Suppose we have data $D_1,…,D_n$, iid from a distribution $pr(D_i | \theta)$. Consider a function of $D_i$ and $\theta$, $g(D_i, \theta)$, such that

\[\begin{align*} E_{\theta}(g(D,\theta) | \theta) = 0 \end{align*}\]

Then the estimator $\hat{\theta}$ is defined as the solution of the empirical average:

\[\begin{align*} \frac{1}{n} \sum_{i=1}^n g(D_i, \hat{\theta}) = 0 \end{align*}\]

Under certain regularity conditions, we can prove the consistency and asymptotic normality of $\hat{\theta}$.

Influence functions

By mean value theorem, we can derive the following expansion:

\[\begin{align*} & \sum_{i=1}^n g(D_i, \hat{\theta}) = 0 \\ & \sum_{i=1}^n g(D_i, \theta_0) + \sum_{i=1}^n \frac{\partial g(D_i,\theta^* )}{\partial \theta} (\hat{\theta} - \theta_0) = 0 \end{align*}\]

where $\theta^* $ is between $\theta_0$ and $\hat{\theta}$.

By the weak law of large numbers and regularity assumptions, we have

\[\begin{align*} \frac{1}{n} \sum_{i=1}^n \frac{\partial g(D_i,\theta^* )}{\partial \theta} \xrightarrow{p} E(\frac{\partial g(D,\theta^* )}{\partial \theta}) \end{align*}\]

Then we have

\[\begin{align*} \sqrt{n} (\hat{\theta}-\theta) &= - [\frac{1}{n} \sum_{i=1}^n \frac{\partial g(D_i,\theta^* )}{\partial \theta} ]^{-1} \{ \frac{1}{\sqrt{n}} \sum_{i=1}^n g(D_i,\theta_0)\} \\ &= - [E(\frac{\partial g(D,\theta^* )}{\partial \theta}) ]^{-1} \{ \frac{1}{\sqrt{n}} \sum_{i=1}^n g(D_i,\theta_0)\}+o_p(1) \end{align*}\]

Therefore, we can define the influence function as

\[\begin{align*} \phi(D_i) = - [E(\frac{\partial g(D,\theta^* )}{\partial \theta}) ]^{-1} g(D_i,\theta_0) \end{align*}\]

It has the following property:

\[\begin{align*} \sqrt{n} (\hat{\theta}-\theta) = \frac{1}{\sqrt{n}} \sum_{i=1}^n \phi(D_i) + o_p(1) \end{align*}\]

where $E(\phi(D))= 0$.

Geometric Interpretation

Now we are going to discuss about the geometry of influence functions for parametric models. Suppose the parameter $\theta$ can be represented as $(\beta^T,\eta^T)^T$, where $\beta$ is the parameter of interest with dimension $q$, $\eta$ is the nuisance parameter with dimension $r$, thus $\theta$ has dimension $p=q+r$.
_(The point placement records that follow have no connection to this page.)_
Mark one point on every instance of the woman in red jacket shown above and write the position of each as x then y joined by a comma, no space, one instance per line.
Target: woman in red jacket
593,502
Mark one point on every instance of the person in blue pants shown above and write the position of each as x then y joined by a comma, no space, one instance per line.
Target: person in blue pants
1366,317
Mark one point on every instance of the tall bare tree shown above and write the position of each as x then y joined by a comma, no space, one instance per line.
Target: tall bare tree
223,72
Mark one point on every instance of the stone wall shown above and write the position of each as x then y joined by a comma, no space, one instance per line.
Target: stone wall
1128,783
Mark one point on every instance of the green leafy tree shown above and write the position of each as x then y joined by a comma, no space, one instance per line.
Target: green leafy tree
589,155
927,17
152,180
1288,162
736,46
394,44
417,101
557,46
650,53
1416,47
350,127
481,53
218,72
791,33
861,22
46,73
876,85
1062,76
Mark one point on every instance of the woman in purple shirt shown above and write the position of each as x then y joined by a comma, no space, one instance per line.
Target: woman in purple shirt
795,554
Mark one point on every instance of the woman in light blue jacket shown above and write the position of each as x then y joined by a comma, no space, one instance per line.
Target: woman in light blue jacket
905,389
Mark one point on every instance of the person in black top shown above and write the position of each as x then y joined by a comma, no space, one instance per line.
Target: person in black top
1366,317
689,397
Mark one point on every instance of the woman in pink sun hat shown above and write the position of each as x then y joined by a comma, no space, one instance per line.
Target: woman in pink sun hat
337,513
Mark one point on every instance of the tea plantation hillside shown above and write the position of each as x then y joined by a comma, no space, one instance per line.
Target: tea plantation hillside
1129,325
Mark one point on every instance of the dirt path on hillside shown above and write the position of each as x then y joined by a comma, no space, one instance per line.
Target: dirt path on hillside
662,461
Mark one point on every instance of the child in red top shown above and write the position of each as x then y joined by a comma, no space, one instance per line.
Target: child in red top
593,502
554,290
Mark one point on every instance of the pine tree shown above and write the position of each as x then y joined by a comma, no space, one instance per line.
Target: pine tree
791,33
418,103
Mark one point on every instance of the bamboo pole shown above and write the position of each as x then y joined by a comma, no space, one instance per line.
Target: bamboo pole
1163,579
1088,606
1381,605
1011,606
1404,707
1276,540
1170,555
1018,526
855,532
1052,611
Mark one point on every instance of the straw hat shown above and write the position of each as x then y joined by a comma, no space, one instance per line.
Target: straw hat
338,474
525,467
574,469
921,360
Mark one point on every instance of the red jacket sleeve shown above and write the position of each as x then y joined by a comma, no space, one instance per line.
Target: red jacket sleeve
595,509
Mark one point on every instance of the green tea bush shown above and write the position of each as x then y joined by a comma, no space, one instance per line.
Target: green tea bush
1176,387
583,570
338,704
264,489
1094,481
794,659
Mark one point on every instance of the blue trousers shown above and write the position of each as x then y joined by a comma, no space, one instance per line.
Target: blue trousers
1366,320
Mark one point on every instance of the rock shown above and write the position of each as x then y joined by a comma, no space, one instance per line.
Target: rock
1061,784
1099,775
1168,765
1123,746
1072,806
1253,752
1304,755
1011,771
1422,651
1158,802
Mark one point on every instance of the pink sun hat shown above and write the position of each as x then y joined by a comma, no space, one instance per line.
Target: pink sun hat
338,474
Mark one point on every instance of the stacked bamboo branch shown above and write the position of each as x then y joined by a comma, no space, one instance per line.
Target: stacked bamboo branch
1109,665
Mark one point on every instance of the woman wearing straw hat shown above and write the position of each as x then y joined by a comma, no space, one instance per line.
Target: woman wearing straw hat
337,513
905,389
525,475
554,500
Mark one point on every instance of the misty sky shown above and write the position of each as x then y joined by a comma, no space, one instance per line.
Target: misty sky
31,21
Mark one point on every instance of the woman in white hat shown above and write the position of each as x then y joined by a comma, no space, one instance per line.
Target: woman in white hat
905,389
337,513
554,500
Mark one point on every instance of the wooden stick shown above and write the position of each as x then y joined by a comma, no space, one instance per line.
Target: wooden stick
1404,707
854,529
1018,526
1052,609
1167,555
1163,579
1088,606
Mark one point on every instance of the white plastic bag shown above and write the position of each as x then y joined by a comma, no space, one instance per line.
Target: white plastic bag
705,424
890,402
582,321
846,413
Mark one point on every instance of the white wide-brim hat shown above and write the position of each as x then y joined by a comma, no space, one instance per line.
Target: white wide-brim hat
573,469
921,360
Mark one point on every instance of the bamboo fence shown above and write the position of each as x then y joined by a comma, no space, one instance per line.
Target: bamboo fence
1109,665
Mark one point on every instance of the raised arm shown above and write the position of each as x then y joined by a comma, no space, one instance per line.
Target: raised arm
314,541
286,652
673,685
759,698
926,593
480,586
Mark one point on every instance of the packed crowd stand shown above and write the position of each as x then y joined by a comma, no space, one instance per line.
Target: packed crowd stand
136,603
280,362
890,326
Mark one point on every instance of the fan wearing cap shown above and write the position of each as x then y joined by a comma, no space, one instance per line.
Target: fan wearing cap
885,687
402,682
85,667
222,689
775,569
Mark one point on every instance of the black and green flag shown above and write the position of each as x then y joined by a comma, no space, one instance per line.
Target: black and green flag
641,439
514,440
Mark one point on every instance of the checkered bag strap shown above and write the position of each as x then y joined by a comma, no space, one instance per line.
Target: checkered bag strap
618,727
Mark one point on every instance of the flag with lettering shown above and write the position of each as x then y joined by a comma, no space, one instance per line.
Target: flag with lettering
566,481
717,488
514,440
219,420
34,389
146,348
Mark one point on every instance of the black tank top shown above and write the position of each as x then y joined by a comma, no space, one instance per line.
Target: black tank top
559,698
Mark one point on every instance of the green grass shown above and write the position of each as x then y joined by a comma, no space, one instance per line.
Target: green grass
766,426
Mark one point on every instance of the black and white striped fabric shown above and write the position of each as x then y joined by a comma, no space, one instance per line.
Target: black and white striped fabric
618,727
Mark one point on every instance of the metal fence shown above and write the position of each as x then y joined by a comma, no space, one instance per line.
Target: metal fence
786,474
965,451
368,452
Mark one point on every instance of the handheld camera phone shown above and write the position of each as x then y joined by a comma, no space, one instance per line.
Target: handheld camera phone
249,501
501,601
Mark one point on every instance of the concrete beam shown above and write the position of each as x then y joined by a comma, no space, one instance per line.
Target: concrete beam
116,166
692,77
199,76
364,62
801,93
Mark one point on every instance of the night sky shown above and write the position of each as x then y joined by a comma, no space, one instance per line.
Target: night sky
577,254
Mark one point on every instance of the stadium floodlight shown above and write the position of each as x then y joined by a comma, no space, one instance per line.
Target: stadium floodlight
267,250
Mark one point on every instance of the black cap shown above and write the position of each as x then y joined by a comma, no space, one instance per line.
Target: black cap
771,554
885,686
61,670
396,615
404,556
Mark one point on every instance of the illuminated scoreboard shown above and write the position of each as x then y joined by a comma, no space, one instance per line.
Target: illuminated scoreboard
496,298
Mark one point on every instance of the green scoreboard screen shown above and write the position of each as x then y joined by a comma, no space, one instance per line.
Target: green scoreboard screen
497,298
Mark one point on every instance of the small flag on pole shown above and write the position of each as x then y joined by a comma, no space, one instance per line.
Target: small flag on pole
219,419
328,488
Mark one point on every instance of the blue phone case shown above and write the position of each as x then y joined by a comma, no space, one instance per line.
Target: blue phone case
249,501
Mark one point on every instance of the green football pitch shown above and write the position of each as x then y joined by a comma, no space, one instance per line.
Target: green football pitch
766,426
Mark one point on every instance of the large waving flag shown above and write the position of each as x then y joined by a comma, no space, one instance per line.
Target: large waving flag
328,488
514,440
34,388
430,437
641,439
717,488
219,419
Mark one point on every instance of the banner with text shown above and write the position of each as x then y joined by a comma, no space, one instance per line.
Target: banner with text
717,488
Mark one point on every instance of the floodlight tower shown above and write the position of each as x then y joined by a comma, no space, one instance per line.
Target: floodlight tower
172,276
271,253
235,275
Similar to the last post, we consider the Hilbert space of all $q$-dim random variables D with mean zero and finite variance, and inner product is defined as $<u,v>= E(u^T v)$. Then we define the tangent space spanned by the score vector $S_{\theta}(D,\theta_0)$:

\[\begin{align*} \Gamma = \{ A S_{\theta}(D,\theta_0) \ \text{for all matrices} \ A: q \times p \} \end{align*}\]

The nuisance tangent is :

\[\begin{align*} \Gamma = \{ A S_{\eta}(D,\theta_0) \ \text{for all matrices} \ A: q \times r \} \end{align*}\]

Now we can have an important theorem:

All influence functions can be represented as the linear variety $\phi^* (D) + \Gamma^{\perp}$, where $\phi^* (D)$ is any influence function and $\Gamma^{\perp}$ is the space orthogonal to the tangent space.

Then we can define the efficient function $\phi_{eff} (D)$, which has the smallest variance matrix. It is easy to prove that:

\[\begin{align*} \phi_{eff}(D) = \phi^* (D)- \Pi(\phi^* (D) | \Gamma^{\perp} ) = \Pi(\phi^* (D) | \Gamma) \end{align*}\]

Reference

Lecture notes from Stats Theory, instructor: Prof.Constantine

Tsiatis, A. (2007). Semiparametric theory and missing data. Springer Science & Business Media.